La materia prima que utiliza no son elementos pictóricos tradicionales ya que compone sus obras básicamente con papel reciclado, que enriquece al incorporar tejidos con motivos americanos, hilos, sogas, piedras, caracoles y ramas.
Gasparini supera ampliamente el desafío de convertir sus producciones, de artesanales a verdaderas obras artísticas.
Aborda el espacio con una variedad de texturas y relieves que dan como resultado composiciones que se mueven entre lo abstracto y lo figurativo. Su imagen es auto-referencial, cada elemento esta íntimamente ligado a ella y su mundo y a través de los símbolos que utiliza celebra la vida, hace un canto a la tierra, a sus legítimos dueños y a sus raíces. Se inspira fuertemente en la iconografía precolombina y la transforma de manera personal. Aplica una “paleta” reducida pero rica en matices de ocres y colores tierras que sugieren y evocan lugares, cosas y sobre todo, sentimientos tanto de nostalgia como de una esperanza arrolladora.
En sus últimas obras surgen las palabras como elemento plástico y comunicativo y se sirve de ellas para reforzar el carácter narrativo de sus composiciones.
Al contemplar la obra de Gasparini, usted sentirá que hay muchas cosas que todavía valen la pena enfrentar en cada uno de sus días.”

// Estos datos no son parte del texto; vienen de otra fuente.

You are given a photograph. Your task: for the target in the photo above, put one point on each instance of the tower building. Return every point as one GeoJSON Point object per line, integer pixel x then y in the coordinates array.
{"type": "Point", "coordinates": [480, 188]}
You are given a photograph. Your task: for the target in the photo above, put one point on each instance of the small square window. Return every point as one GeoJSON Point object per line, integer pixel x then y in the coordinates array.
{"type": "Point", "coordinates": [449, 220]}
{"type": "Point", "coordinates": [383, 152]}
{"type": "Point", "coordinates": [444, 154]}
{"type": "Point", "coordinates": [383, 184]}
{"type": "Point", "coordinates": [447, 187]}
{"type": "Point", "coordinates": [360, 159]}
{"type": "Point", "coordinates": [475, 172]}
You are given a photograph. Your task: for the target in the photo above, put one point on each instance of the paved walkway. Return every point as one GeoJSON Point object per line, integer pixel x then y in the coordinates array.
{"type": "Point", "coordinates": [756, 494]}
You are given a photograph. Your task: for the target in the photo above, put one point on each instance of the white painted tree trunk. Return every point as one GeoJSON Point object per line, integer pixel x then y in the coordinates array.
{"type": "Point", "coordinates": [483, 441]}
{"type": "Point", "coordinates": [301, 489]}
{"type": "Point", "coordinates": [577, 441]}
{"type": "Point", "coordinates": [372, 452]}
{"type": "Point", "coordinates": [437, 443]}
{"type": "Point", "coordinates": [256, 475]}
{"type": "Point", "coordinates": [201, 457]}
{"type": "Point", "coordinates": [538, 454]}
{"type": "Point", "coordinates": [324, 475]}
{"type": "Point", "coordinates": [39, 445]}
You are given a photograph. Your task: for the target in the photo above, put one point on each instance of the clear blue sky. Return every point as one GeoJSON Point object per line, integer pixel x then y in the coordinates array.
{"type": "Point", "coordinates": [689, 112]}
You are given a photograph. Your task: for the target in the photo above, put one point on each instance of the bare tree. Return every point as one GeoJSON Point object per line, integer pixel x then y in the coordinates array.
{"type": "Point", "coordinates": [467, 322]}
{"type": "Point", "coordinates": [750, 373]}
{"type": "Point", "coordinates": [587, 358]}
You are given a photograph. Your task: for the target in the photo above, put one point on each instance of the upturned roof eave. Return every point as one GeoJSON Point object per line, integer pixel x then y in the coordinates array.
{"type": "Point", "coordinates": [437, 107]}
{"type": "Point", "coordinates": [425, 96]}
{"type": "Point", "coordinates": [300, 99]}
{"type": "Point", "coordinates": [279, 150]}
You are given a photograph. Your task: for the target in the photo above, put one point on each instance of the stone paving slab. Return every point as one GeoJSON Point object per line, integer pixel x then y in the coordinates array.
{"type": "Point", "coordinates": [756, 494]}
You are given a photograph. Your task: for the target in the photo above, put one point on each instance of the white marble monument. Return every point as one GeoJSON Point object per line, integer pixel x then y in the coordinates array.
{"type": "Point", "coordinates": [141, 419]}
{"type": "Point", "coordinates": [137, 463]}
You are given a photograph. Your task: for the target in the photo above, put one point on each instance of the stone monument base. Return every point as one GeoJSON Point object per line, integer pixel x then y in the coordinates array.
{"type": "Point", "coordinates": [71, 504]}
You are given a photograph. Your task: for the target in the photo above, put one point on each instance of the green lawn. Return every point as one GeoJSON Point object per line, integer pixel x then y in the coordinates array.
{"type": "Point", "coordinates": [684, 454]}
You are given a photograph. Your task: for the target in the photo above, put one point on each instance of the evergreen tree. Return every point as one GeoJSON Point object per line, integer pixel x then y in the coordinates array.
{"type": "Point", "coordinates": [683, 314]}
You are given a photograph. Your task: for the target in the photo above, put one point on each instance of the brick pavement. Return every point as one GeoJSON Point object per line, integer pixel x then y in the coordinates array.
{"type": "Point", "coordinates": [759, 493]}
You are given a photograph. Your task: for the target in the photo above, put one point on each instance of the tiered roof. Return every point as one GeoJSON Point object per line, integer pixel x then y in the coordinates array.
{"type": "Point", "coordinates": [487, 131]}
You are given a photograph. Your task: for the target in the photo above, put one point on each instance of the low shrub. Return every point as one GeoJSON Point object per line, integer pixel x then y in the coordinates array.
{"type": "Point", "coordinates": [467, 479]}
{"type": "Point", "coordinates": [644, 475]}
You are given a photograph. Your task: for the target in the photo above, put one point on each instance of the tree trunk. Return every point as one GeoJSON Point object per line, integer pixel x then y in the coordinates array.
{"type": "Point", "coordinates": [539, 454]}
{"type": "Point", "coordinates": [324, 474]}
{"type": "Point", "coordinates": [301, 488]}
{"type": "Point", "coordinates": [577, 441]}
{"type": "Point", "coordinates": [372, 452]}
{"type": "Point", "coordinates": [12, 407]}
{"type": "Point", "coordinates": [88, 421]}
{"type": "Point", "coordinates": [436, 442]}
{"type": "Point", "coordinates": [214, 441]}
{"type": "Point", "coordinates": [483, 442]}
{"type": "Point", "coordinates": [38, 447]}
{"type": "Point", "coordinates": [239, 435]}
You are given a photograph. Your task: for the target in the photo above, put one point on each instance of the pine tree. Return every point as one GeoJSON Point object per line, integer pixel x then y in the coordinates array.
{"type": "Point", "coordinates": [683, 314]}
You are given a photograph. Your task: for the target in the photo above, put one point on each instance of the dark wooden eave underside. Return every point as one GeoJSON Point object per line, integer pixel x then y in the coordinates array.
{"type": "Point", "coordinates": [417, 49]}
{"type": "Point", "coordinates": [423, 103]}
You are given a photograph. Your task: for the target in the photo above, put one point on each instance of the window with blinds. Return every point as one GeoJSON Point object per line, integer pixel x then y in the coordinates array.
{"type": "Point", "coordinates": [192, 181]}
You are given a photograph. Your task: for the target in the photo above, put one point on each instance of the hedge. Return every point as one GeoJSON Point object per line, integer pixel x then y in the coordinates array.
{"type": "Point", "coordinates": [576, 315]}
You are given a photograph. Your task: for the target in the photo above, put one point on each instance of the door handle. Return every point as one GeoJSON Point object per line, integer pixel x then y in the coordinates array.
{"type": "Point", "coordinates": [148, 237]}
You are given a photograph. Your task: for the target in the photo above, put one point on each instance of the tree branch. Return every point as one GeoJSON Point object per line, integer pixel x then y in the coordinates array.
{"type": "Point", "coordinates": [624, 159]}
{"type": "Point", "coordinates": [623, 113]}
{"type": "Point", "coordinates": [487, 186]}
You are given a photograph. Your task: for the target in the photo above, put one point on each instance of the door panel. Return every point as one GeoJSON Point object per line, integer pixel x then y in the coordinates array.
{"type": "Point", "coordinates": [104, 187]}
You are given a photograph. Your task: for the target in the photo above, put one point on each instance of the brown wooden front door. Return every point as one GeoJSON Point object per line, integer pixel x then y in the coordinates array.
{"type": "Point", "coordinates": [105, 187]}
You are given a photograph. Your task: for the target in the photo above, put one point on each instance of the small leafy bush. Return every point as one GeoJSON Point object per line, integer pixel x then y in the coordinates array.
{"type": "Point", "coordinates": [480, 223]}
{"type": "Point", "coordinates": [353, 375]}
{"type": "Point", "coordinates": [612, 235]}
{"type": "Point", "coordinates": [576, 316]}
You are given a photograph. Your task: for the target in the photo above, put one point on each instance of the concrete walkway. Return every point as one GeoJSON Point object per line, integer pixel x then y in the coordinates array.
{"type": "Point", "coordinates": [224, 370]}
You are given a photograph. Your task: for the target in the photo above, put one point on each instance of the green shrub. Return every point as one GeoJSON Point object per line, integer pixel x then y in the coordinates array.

Gasparini…y, más allá. (Salón de Exposiciones León Gallardo, San Miguel sobre la muestra Diversidad, año 2011)
Entrar en el mundo personal, íntimo, de un ser, cualesquiera de aquellos que pasan cerca de tu vida, en cualquier instante, suele ser improbable, cuánto no imposible. Nadie abre su corazón y sus sentimientos, para exponerlo, al calor o a la mirada inquisitiva de los paseantes circunstanciales, que acuden: a veces, a un llamado y otras a la curiosidad de un acontecimiento social, cultural, popular, o porque estaba iluminado, nada más que iluminado. En el fondo, todos los seres somos, o solemos ser un simple “Bichito de luz”. Y así, como el bichito es atrapado por lo ígneo que genera aquella luz, somos atrapados cuando entramos a ese mundo que Livia Gasparini nos presenta, y nos muestra su propuesta?, sus logros?, su mirada de artista plástica?. O tal vez, la escenografía en donde transcurrió su vida, sus experiencias y sus propios e innegables sentimientos.
Es por supuesto una artista plástica de nuestro medio, que ya ha trascendido el entorno que suele ser rígido, de su propio pueblo, cuando hablamos de pueblo va mas allá de su propio Bella Vista, de nuestro San Miguel, su pueblo como en sus comienzos ha sido y es, General Sarmiento. Livia va mas allá de lo que suele ser, por caracteres, el artista plástico que se aferra a un estilo, a una escuela, a un Maestro, a una vivencia, ella, Livia, va más allá de lo abstracto de su “Marea Vertical”, en la cual deja que el viandante se soslaye con los colores y lo interprete en función de sus propios sentimientos, que tal vez son ajenos al del artista, o como en “Siempre sale el sol” y “Aguas Claras” donde se funden el collage, la artesanía y la plástica pura de los colores no diagramados. Pero a veces ella no espera que el observador haga su propia imaginación, saque sus propias conclusiones, no da espacio para ello, te lo da interpretado, te muestra sin anestesia sus sentimientos, sus apetencias, sus recuerdos, su lucha, su dolor y va exponiendo con crudeza, con sinceridad, demasiada tal vez, su visión enternecedora de su lucha interior.
En “La trama de tu corazón” no solo ha tejido su vida, sino que ha entretejido como una red en la que quiso atrapar sus propios simbolismos, ha robado de la vida, de la propia suya, urdiendo hilo por hilo cada expresión en ese corazón. En suma, es un corazón que nunca sufrirá de arteriosclerosis.